Investigan a una tesorera del Banco Nación por el presunto desvío de $40 millones
La empleada fue imputada por peculado tras detectarse un faltante millonario. Sospechan que utilizó el dinero para pagar deudas personales.
La Justicia federal investiga a una empleada del Banco Nación en San Pedro, provincia de Buenos Aires, por el presunto desvío de 40 millones de pesos mediante maniobras irregulares con fondos del tesoro de la entidad.
La mujer, de 36 años se desempeñaba como tesorera y responsable de cajas. La causa se inició el 16 de octubre del año pasado, cuando un control interno detectó inconsistencias en el dinero en efectivo. Un día después, la Gerencia Zonal confirmó el faltante millonario.
A partir de allí, la fiscalía reunió pruebas clave, entre ellas registros de cámaras de seguridad, documentación bancaria y testimonios de empleados, que permitieron reconstruir las maniobras.
Uno de los hechos investigados ocurrió el 31 de julio, cuando la acusada habría retirado dinero del "tesoro reserva", lo ocultó entre sus prendas y se retiró del banco. Posteriormente, habría realizado un pase de fondos por 10 millones de pesos con el objetivo de encubrir el faltante.

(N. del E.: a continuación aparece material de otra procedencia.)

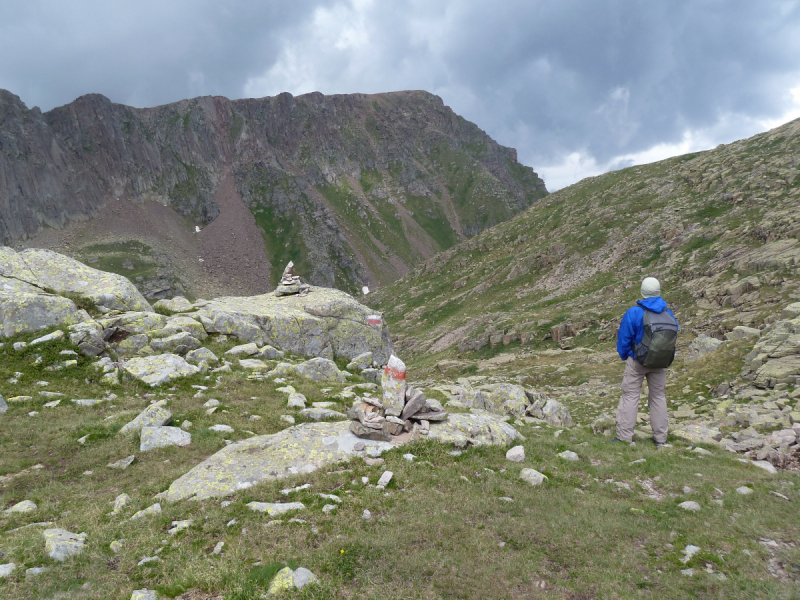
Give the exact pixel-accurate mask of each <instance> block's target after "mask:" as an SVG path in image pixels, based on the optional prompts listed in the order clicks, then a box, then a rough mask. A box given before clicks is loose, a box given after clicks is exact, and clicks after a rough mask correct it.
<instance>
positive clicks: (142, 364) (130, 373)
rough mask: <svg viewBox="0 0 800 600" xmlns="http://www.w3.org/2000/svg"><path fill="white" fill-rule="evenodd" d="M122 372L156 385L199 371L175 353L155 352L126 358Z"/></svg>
mask: <svg viewBox="0 0 800 600" xmlns="http://www.w3.org/2000/svg"><path fill="white" fill-rule="evenodd" d="M122 372H123V374H124V375H125V376H126V377H130V378H131V379H138V380H139V381H143V382H144V383H146V384H147V385H150V386H158V385H162V384H164V383H168V382H170V381H172V380H173V379H177V378H179V377H186V376H188V375H194V374H195V373H199V372H200V369H198V368H197V367H195V366H194V365H190V364H189V363H187V362H186V361H185V360H184V359H183V358H181V357H180V356H178V355H177V354H157V355H155V356H143V357H140V358H131V359H129V360H127V361H126V362H125V364H123V365H122Z"/></svg>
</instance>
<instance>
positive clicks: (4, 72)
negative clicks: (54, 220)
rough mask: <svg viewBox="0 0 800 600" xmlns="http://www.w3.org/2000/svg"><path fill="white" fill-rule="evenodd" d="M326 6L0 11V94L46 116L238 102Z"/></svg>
mask: <svg viewBox="0 0 800 600" xmlns="http://www.w3.org/2000/svg"><path fill="white" fill-rule="evenodd" d="M322 4H325V2H323V1H315V0H292V2H271V1H270V2H267V1H258V2H256V1H220V0H217V1H209V0H158V1H153V0H145V1H142V0H136V1H133V2H131V1H129V0H128V1H124V2H123V1H111V2H98V1H86V0H83V1H70V2H62V1H58V2H52V1H44V0H40V1H35V0H34V1H31V0H23V1H7V2H3V3H0V87H3V88H6V89H9V90H11V91H12V92H14V93H16V94H17V95H19V96H20V97H22V99H23V100H24V101H25V102H26V103H27V104H29V105H31V106H32V105H39V106H40V107H41V108H42V109H43V110H48V109H50V108H52V107H53V106H58V105H61V104H65V103H67V102H70V101H72V100H73V99H75V98H76V97H77V96H80V95H83V94H86V93H89V92H97V93H102V94H105V95H106V96H108V97H110V98H111V99H112V100H114V101H115V102H122V103H126V104H132V105H136V106H153V105H156V104H163V103H166V102H172V101H175V100H180V99H182V98H186V97H191V96H198V95H203V94H227V95H233V96H236V95H237V94H238V93H239V92H240V90H241V83H242V81H244V80H246V78H247V77H249V76H250V75H252V74H253V73H256V72H259V71H261V70H262V69H263V66H264V65H265V64H270V63H271V62H272V61H273V60H274V59H275V56H276V55H277V53H278V52H279V50H280V48H279V41H278V38H277V34H278V33H279V32H283V31H285V30H287V29H290V28H291V27H293V26H295V25H296V24H297V23H299V22H302V21H304V20H306V19H307V18H308V16H309V14H310V13H311V12H312V11H313V9H314V8H315V7H316V6H318V5H322Z"/></svg>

Días más tarde, el 8 de agosto, se le atribuye haber extraído fajos de billetes del "tesoro libre" para cancelar deudas personales de tarjetas de crédito por unos 16 millones de pesos, acompañando la operación con movimientos contables para simular equilibrio en los registros.

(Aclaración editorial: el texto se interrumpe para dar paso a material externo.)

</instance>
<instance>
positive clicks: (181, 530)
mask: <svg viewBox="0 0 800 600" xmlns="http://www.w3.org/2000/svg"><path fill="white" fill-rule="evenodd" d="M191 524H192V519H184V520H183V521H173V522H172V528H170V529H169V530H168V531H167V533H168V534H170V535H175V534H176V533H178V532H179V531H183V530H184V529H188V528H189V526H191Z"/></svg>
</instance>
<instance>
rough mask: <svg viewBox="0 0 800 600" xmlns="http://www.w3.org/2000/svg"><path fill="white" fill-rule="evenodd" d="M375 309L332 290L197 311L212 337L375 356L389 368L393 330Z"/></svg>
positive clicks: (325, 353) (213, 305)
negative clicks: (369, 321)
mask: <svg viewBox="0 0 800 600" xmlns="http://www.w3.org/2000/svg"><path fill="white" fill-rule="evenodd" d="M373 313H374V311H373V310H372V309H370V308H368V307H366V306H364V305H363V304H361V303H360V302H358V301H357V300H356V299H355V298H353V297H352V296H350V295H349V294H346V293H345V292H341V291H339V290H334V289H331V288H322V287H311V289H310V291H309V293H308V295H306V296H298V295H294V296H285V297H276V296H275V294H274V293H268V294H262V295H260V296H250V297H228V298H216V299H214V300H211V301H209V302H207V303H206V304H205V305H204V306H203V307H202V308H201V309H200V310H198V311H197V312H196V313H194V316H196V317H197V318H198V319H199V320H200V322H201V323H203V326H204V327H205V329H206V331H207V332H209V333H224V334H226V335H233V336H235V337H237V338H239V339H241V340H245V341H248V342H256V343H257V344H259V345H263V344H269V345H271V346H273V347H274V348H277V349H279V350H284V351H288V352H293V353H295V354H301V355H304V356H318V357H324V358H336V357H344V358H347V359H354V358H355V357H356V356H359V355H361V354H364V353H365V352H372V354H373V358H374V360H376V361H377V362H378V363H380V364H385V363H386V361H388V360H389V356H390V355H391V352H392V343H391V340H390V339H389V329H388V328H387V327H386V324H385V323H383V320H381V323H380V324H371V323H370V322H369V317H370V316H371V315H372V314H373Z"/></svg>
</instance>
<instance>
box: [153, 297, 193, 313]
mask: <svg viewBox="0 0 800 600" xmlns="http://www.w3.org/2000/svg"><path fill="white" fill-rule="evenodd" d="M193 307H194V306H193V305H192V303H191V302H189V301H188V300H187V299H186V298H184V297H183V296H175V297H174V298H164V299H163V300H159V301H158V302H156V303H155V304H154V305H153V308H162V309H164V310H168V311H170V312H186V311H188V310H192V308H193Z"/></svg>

Según los investigadores, las imágenes de las cámaras coinciden en fechas, montos y horarios con comprobantes de pago a nombre de la imputada.
El expediente también incluye testimonios de trabajadores del banco. Uno de ellos relató que, el día del arqueo, la mujer se encontraba "consternada" y luego envió un mensaje en el que decía: "Me voy a matar porque los arruiné, te quiero y no quise hacer mal a nadie, no sé lo que pasó".
La imputación fue presentada por el fiscal federal Matías Felipe Di Lello y formalizada por el juez Carlos Villafuerte Ruzo, quien dispuso el embargo de la vivienda de la acusada, su inhibición de bienes y un plazo de 90 días para profundizar la investigación.
La causa fue encuadrada como "peculado", delito que prevé penas de entre 2 y 10 años de prisión e inhabilitación absoluta perpetua. Por el momento, la investigación se centra en la tesorera, aunque no se descartan posibles fallas en los controles internos.